The Civil Service Commission is another government office that is recalling employees.
While the initial cut in its staff had impacted the efficiency of the Commission's services, this was mitigated by a corresponding dip in the number of customers it needed to serve, according to Alebachew Alemu, representative of the Commission's communication department.
The Commission, which oversees 171,933 public servants across the country, is focusing on the departments that serve customers directly, especially those working in administrative issues.
The office has a washing station outside its building, and masks are mandatory for anyone entering the office premises. There are posters indicating that people must wash their hands and wear masks.
Adhering to health guidelines requires not only knowing what the rules and regulations are but also having the proper attitude, according to Azeb.

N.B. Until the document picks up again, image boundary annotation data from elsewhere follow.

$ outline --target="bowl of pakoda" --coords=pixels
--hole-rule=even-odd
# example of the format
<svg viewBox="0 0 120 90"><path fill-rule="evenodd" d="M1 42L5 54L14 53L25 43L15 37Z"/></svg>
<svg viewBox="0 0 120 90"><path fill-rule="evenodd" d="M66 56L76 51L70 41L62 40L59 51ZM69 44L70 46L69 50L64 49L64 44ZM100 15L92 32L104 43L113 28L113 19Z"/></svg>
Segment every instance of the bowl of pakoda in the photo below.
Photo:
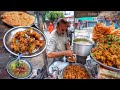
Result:
<svg viewBox="0 0 120 90"><path fill-rule="evenodd" d="M6 11L1 15L1 20L9 26L32 26L35 17L24 11Z"/></svg>
<svg viewBox="0 0 120 90"><path fill-rule="evenodd" d="M27 79L32 74L32 66L25 59L12 59L7 64L7 72L17 79Z"/></svg>
<svg viewBox="0 0 120 90"><path fill-rule="evenodd" d="M92 48L90 56L104 68L120 71L120 38L112 34L104 36Z"/></svg>
<svg viewBox="0 0 120 90"><path fill-rule="evenodd" d="M34 57L46 48L46 36L34 27L14 27L8 30L3 38L5 48L13 55Z"/></svg>
<svg viewBox="0 0 120 90"><path fill-rule="evenodd" d="M66 66L63 70L63 79L91 79L90 73L87 69L77 63L72 63Z"/></svg>

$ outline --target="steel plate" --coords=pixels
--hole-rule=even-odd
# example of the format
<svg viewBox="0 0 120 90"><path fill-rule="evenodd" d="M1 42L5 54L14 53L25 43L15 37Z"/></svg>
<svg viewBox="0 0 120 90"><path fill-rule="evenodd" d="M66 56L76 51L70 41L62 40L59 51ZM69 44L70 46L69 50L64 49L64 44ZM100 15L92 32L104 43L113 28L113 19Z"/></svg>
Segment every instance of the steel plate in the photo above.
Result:
<svg viewBox="0 0 120 90"><path fill-rule="evenodd" d="M18 27L14 27L14 28L8 30L8 31L5 33L4 37L3 37L3 44L4 44L5 48L6 48L11 54L18 56L18 53L13 52L13 51L11 50L11 48L10 48L10 44L11 44L11 39L12 39L12 37L14 36L14 34L15 34L16 32L24 31L24 30L26 30L26 29L28 29L28 28L33 28L34 31L36 31L36 32L38 32L39 34L41 34L40 39L41 39L41 40L44 40L44 41L45 41L45 44L44 44L41 48L39 48L38 50L36 50L35 52L33 52L31 55L26 54L26 53L22 53L22 57L34 57L34 56L37 56L37 55L41 54L41 53L46 49L47 39L46 39L45 34L43 34L40 30L38 30L37 28L34 28L34 27L29 27L29 26L28 26L28 27L27 27L27 26L26 26L26 27L22 27L22 26L18 26Z"/></svg>
<svg viewBox="0 0 120 90"><path fill-rule="evenodd" d="M29 14L29 15L32 15L32 14L30 14L29 12L24 12L24 13L27 13L27 14ZM32 16L34 16L34 15L32 15ZM33 26L34 24L35 24L35 19L36 19L36 17L34 16L34 22L31 24L31 25L29 25L29 26ZM4 22L4 21L3 21ZM9 26L11 26L11 27L19 27L19 26L13 26L13 25L10 25L10 24L8 24L8 23L6 23L6 22L4 22L5 24L7 24L7 25L9 25ZM23 26L23 27L25 27L25 26Z"/></svg>
<svg viewBox="0 0 120 90"><path fill-rule="evenodd" d="M18 77L14 76L14 75L10 72L9 64L10 64L11 62L15 61L15 60L16 60L16 59L12 59L12 60L10 60L10 61L8 62L8 64L7 64L7 72L8 72L13 78L17 78L17 79L26 79L26 78L30 77L31 74L32 74L32 65L31 65L27 60L25 60L25 59L21 59L21 61L23 61L24 63L26 63L26 64L28 65L28 67L29 67L29 73L28 73L28 75L26 75L25 77L22 77L22 78L18 78Z"/></svg>

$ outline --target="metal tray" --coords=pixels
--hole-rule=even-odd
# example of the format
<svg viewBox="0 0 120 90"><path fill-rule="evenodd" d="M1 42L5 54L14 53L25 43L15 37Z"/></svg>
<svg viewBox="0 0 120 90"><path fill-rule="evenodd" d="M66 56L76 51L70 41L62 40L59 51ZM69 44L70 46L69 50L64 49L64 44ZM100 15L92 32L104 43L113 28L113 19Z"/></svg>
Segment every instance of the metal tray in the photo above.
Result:
<svg viewBox="0 0 120 90"><path fill-rule="evenodd" d="M90 72L87 70L87 68L86 68L84 65L82 65L82 64L80 64L80 63L71 63L71 64L72 64L72 65L79 65L80 67L84 68L85 71L86 71L86 73L88 73L88 75L89 75L89 77L90 77L89 79L93 79L92 75L90 74ZM67 65L67 66L69 66L69 65ZM66 66L66 67L67 67L67 66ZM63 73L64 73L66 67L65 67L64 70L62 71L62 78L63 78Z"/></svg>
<svg viewBox="0 0 120 90"><path fill-rule="evenodd" d="M104 68L106 68L106 69L108 69L108 70L120 72L120 69L115 68L115 67L107 66L107 65L99 62L98 60L96 60L96 59L91 55L91 51L90 51L90 57L91 57L96 63L100 64L100 65L103 66Z"/></svg>
<svg viewBox="0 0 120 90"><path fill-rule="evenodd" d="M48 73L50 75L53 75L55 70L62 71L67 65L69 65L68 62L61 62L61 61L53 60L52 63L48 66Z"/></svg>
<svg viewBox="0 0 120 90"><path fill-rule="evenodd" d="M46 36L45 36L40 30L38 30L37 28L34 28L34 27L29 27L29 26L26 26L26 27L18 26L18 27L14 27L14 28L8 30L8 31L5 33L4 37L3 37L3 44L4 44L5 48L6 48L11 54L13 54L13 55L15 55L15 56L18 56L18 53L13 52L13 51L11 50L11 48L10 48L10 44L11 44L11 39L12 39L12 37L14 36L14 34L15 34L16 32L24 31L24 30L26 30L26 29L28 29L28 28L33 28L34 31L36 31L36 32L38 32L39 34L41 34L41 35L42 35L42 36L41 36L41 39L45 41L45 44L44 44L44 46L42 46L41 48L39 48L37 51L35 51L34 53L32 53L31 55L26 54L26 53L24 53L24 54L22 53L22 54L23 54L22 57L34 57L34 56L37 56L37 55L41 54L41 53L46 49L47 39L46 39Z"/></svg>

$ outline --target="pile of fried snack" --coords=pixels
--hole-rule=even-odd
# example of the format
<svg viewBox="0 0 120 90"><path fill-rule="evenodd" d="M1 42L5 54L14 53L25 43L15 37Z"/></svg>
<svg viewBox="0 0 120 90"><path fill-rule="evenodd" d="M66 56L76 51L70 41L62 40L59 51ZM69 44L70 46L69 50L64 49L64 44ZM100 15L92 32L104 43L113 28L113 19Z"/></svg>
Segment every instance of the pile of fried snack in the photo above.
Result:
<svg viewBox="0 0 120 90"><path fill-rule="evenodd" d="M120 72L99 67L98 79L120 79Z"/></svg>
<svg viewBox="0 0 120 90"><path fill-rule="evenodd" d="M90 79L87 71L79 65L69 65L63 72L64 79Z"/></svg>
<svg viewBox="0 0 120 90"><path fill-rule="evenodd" d="M94 27L92 39L97 44L92 48L91 55L104 65L120 68L120 29L98 23Z"/></svg>
<svg viewBox="0 0 120 90"><path fill-rule="evenodd" d="M33 28L19 31L13 36L10 48L16 53L32 54L35 49L39 49L45 44L45 41L40 38L41 34L34 31Z"/></svg>
<svg viewBox="0 0 120 90"><path fill-rule="evenodd" d="M10 26L31 26L35 17L23 11L6 11L1 15L2 21Z"/></svg>

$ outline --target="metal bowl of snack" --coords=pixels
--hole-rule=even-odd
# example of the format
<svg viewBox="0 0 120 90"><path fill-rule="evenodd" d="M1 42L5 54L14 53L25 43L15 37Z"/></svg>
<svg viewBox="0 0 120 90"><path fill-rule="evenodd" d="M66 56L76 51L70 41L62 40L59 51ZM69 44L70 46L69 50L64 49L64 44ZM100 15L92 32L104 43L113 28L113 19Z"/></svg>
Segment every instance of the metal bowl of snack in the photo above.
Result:
<svg viewBox="0 0 120 90"><path fill-rule="evenodd" d="M67 61L70 63L75 63L76 62L76 55L72 55L70 57L67 57Z"/></svg>
<svg viewBox="0 0 120 90"><path fill-rule="evenodd" d="M92 76L86 67L80 63L72 63L66 66L62 75L63 79L92 79Z"/></svg>
<svg viewBox="0 0 120 90"><path fill-rule="evenodd" d="M79 56L88 56L94 42L87 38L75 38L73 42L73 52Z"/></svg>
<svg viewBox="0 0 120 90"><path fill-rule="evenodd" d="M19 26L5 33L3 43L13 55L21 53L22 57L34 57L45 50L47 39L37 28Z"/></svg>
<svg viewBox="0 0 120 90"><path fill-rule="evenodd" d="M91 58L106 69L120 72L120 38L107 35L90 51Z"/></svg>
<svg viewBox="0 0 120 90"><path fill-rule="evenodd" d="M32 66L25 59L12 59L7 64L7 72L17 79L27 79L32 74Z"/></svg>
<svg viewBox="0 0 120 90"><path fill-rule="evenodd" d="M9 26L32 26L35 17L24 11L6 11L1 15L1 20Z"/></svg>
<svg viewBox="0 0 120 90"><path fill-rule="evenodd" d="M102 62L100 62L100 61L98 61L97 59L95 59L95 58L93 57L93 54L92 54L91 52L90 52L90 56L91 56L91 58L92 58L96 63L98 63L98 64L101 65L102 67L104 67L104 68L106 68L106 69L108 69L108 70L120 72L120 69L115 68L115 67L111 67L111 66L108 66L108 65L105 65L105 64L103 64Z"/></svg>

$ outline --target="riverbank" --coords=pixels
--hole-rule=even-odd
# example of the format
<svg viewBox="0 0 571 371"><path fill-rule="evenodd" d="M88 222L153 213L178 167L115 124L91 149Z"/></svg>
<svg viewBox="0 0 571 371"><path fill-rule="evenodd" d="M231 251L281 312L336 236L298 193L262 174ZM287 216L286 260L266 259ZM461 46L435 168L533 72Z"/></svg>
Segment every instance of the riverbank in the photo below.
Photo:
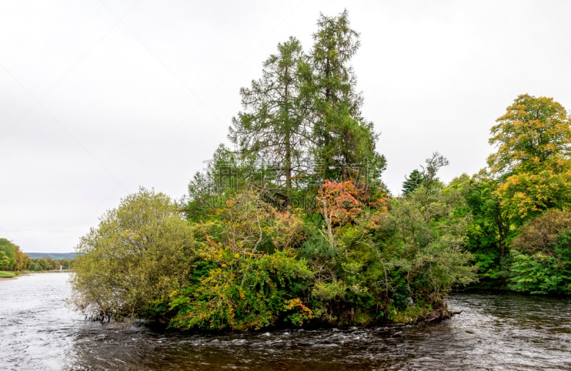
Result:
<svg viewBox="0 0 571 371"><path fill-rule="evenodd" d="M20 274L19 272L9 272L6 270L0 270L0 278L14 278Z"/></svg>

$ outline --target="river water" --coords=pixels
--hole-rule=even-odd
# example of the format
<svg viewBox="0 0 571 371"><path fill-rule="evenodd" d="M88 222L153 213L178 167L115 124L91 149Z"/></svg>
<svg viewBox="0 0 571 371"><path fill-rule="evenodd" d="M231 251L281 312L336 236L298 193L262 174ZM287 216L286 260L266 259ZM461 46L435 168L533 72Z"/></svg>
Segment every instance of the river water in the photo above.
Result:
<svg viewBox="0 0 571 371"><path fill-rule="evenodd" d="M462 294L429 326L218 335L119 330L69 310L69 273L0 280L0 370L569 370L571 300Z"/></svg>

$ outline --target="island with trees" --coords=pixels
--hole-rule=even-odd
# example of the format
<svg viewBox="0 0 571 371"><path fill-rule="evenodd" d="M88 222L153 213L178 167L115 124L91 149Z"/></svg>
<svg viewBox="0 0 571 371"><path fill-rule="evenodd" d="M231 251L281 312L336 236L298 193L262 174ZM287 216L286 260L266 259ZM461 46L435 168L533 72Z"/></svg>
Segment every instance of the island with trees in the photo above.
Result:
<svg viewBox="0 0 571 371"><path fill-rule="evenodd" d="M487 168L402 195L363 116L347 11L291 37L240 91L228 138L188 193L141 188L84 235L75 308L181 330L371 325L450 317L459 288L571 293L570 117L522 94L492 127ZM421 161L419 161L419 163Z"/></svg>

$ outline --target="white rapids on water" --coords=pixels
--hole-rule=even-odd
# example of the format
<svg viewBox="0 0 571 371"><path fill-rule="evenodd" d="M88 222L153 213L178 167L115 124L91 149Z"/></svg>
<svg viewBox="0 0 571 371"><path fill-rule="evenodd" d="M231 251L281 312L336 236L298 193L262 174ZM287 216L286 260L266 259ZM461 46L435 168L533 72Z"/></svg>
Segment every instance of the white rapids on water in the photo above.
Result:
<svg viewBox="0 0 571 371"><path fill-rule="evenodd" d="M426 327L179 334L85 320L69 273L0 280L0 370L571 370L571 300L452 295Z"/></svg>

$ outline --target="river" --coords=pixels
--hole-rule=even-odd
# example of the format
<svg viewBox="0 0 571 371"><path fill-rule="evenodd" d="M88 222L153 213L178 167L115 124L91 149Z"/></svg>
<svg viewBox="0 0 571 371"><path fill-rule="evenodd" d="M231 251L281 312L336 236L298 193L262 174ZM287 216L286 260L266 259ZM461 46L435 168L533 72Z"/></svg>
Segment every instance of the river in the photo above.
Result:
<svg viewBox="0 0 571 371"><path fill-rule="evenodd" d="M425 327L181 335L69 310L69 273L0 280L0 370L569 370L571 300L452 295Z"/></svg>

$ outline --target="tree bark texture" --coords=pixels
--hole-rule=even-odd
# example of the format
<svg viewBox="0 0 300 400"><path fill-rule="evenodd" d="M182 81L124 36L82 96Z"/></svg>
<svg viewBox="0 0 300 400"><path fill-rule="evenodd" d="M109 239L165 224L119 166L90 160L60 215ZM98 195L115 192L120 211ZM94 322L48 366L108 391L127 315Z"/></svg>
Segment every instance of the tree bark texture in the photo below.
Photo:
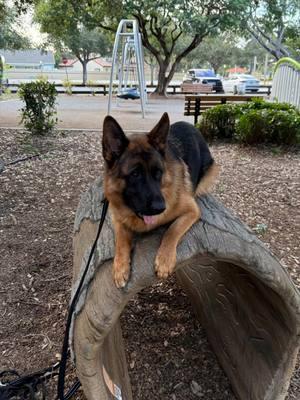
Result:
<svg viewBox="0 0 300 400"><path fill-rule="evenodd" d="M101 199L98 179L77 210L73 292L96 236ZM299 292L278 260L237 217L210 195L198 204L201 220L177 249L177 278L237 397L283 400L299 349ZM157 282L153 263L164 231L137 238L129 283L119 290L111 271L114 234L106 219L71 340L88 400L132 400L119 317L129 299Z"/></svg>

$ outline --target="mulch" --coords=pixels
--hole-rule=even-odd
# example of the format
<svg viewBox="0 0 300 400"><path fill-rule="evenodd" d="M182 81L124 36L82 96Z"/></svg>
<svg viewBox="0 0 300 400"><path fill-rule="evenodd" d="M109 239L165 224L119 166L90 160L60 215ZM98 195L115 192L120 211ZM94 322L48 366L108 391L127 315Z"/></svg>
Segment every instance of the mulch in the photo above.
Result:
<svg viewBox="0 0 300 400"><path fill-rule="evenodd" d="M34 140L20 130L0 134L0 171L17 161L0 172L0 371L28 373L60 357L74 215L80 194L102 170L100 134ZM255 230L299 287L299 152L228 143L211 148L222 167L216 197ZM138 294L121 322L134 399L235 399L174 278ZM54 399L54 383L49 393ZM288 400L299 393L298 362Z"/></svg>

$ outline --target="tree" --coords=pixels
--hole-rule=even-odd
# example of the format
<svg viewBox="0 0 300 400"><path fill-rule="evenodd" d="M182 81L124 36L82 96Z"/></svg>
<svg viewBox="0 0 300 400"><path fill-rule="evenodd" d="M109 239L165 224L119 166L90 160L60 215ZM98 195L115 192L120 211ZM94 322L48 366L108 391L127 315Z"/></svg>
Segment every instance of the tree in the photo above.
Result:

"While we need to contextualise our way of implementing successful strategies from elsewhere," she said, "we also need to modify the messages to bring about behavioural changes since repetition can desensitise us."
Azeb also stresses that public health measures should go hand in hand with proper awareness-raising in the community, and there needs to be more clarification on the rules in place.
"Everyone knows wearing masks is important, but clarification should be given on how we wear those masks, who needs to wear them, and where we wear them - these are the issues that need further promotion," she said. "We have to be creative with how we create awareness."
Experts in health and human rights strongly advise the authorities to present the message of wearing a mask in a creative way before taking aggressive actions.
Amanuel, the parking attendant, continues wearing the masks whenever he sees police out of fear of being beaten or arrested.